Our chinablue-and-white tearoom
Shanghaied. A scroll wiped blank. A bone
Well of cold blood where the wits had been.
Broad strokes, deliberate,
Of character unknown—the Scribe’s?
MYND YOUR WEORK SIX MOONES REMAIN
Edict: head eunuch to his slaves—
Then, bald eye lidded, long sleeves billowing,
Rapidly from terraced peak upswept.
DJ massaged his fingers. Fun was fun.
The pencil in my writing hand had snapped.
Like something hurt the cup limped forth again.
Maya: GEE THEY PUT THE WHAMMY ON US
Maria: JUNTA Stevens: WHERES MY HAT
E: A DOOR WAS SHUT THE MIRROR WENT BLACK
We, no less bowled over than used up,
By mutual accord left it at that.
(Not quite.
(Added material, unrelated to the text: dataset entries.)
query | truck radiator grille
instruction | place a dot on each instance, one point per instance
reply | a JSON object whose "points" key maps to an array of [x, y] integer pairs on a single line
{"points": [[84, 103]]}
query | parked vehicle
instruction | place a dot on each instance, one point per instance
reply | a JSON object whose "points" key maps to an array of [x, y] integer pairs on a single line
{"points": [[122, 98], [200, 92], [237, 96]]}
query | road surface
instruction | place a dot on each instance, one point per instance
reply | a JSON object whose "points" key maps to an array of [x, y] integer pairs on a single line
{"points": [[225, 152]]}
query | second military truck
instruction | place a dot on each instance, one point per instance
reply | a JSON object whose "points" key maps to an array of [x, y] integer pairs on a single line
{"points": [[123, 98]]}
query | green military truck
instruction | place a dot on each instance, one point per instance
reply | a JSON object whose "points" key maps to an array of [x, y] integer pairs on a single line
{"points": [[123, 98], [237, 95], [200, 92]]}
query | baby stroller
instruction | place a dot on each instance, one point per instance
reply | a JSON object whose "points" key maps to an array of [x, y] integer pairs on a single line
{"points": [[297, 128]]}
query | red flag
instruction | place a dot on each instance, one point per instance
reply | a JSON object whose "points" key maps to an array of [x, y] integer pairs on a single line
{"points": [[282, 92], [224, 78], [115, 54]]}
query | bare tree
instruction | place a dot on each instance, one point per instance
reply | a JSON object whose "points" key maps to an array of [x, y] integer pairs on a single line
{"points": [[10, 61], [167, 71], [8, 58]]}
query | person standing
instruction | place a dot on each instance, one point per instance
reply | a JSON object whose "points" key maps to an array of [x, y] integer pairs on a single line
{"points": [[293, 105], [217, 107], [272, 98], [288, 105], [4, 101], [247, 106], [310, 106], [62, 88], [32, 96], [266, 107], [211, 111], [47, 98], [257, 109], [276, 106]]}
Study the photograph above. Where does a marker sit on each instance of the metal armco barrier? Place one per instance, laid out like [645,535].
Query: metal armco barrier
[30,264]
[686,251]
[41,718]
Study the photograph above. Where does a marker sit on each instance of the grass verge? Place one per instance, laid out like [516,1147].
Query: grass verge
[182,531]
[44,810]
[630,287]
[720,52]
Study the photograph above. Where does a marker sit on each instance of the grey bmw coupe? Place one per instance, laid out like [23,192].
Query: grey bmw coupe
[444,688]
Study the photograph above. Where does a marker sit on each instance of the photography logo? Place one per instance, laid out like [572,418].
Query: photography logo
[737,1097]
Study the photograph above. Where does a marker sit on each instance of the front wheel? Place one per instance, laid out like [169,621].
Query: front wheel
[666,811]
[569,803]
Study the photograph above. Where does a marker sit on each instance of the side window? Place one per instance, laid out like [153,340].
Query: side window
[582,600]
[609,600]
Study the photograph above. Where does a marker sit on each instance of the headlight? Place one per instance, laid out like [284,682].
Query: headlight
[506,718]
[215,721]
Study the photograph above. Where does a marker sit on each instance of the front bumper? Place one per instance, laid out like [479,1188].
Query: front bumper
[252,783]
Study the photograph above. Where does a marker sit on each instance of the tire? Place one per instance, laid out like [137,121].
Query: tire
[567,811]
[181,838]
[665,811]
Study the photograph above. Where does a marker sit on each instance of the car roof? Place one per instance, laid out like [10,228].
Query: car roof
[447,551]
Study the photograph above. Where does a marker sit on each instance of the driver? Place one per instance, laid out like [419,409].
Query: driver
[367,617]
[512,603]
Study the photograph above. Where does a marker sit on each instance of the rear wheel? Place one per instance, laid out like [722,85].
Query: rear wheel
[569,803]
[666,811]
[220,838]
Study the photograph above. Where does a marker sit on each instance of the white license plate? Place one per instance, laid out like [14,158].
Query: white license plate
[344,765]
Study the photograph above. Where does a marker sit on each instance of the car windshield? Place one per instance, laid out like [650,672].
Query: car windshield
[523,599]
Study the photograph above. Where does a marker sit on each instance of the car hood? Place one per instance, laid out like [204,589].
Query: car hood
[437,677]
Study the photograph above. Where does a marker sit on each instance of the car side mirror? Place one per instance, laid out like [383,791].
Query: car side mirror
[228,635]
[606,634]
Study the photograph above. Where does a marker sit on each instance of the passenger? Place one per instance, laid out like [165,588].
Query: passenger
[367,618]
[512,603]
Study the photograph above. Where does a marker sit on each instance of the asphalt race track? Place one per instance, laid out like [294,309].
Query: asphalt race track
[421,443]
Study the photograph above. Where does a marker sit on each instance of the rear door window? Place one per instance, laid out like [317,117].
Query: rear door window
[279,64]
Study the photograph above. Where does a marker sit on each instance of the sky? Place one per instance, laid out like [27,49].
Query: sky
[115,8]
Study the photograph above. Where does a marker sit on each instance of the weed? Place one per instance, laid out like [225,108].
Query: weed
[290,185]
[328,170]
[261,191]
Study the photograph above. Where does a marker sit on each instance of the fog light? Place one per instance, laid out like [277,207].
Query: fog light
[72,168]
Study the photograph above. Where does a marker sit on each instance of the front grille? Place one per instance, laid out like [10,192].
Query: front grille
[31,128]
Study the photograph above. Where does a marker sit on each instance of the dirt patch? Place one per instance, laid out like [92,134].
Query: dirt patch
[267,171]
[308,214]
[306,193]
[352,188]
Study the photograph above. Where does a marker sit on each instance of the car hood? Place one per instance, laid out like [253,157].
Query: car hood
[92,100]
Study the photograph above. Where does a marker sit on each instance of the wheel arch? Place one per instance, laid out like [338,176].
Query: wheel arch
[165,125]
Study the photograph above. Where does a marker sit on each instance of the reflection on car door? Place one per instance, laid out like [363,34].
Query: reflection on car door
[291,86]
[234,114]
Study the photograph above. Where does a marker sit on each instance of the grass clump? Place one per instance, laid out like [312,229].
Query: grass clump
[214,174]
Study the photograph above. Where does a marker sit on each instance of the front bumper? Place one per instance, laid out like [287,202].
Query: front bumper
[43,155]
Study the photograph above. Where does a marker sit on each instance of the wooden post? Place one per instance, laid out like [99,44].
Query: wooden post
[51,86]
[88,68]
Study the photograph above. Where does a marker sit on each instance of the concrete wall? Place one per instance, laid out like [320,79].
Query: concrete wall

Next week we called him and he came,
But things were not the same.)
Jung says—or if he doesn’t, all but does—
That God and the Unconscious are one. Hm.
The lapse that tides us over, hither, yon;
Tide that laps us home away from home.
Onstage, the sudden trap about to yawn—
Darkness impenetrable, pit wherein
Two grapplers lock, pale skin and copper skin.
Impenetrable brilliance, topmost panes
Catching the sunset, of a house gone black…
Ephraim, my dear, let’s face it. If I fall
From a high building, it’s your name I’ll call,
OK? Now let me go downstairs to pack,
Begin to close the home away from home—
Upper story, lower, doublings, triplings,
Someone not Strato helping with my bags,
Someone not Kleo coming to dust and water
Days from now. And when I stroll by ripplings
A wingèd Lion of gold with open book
Stands watch above, what vigilance will keep
Me from one emblematic, imminent,
Utterly harmless failure of recall.
Let’s face it: the Unconscious, after all…
Venise, pavane, nirvana, vice, wrote Proust
Justly in his day. But in ours? The monumental
“I” of stone—on top, an adolescent
And his slain crocodile, both guano-white—
Each visit stands for less. And from the crest of
The Accademia Bridge the (is that thunder?)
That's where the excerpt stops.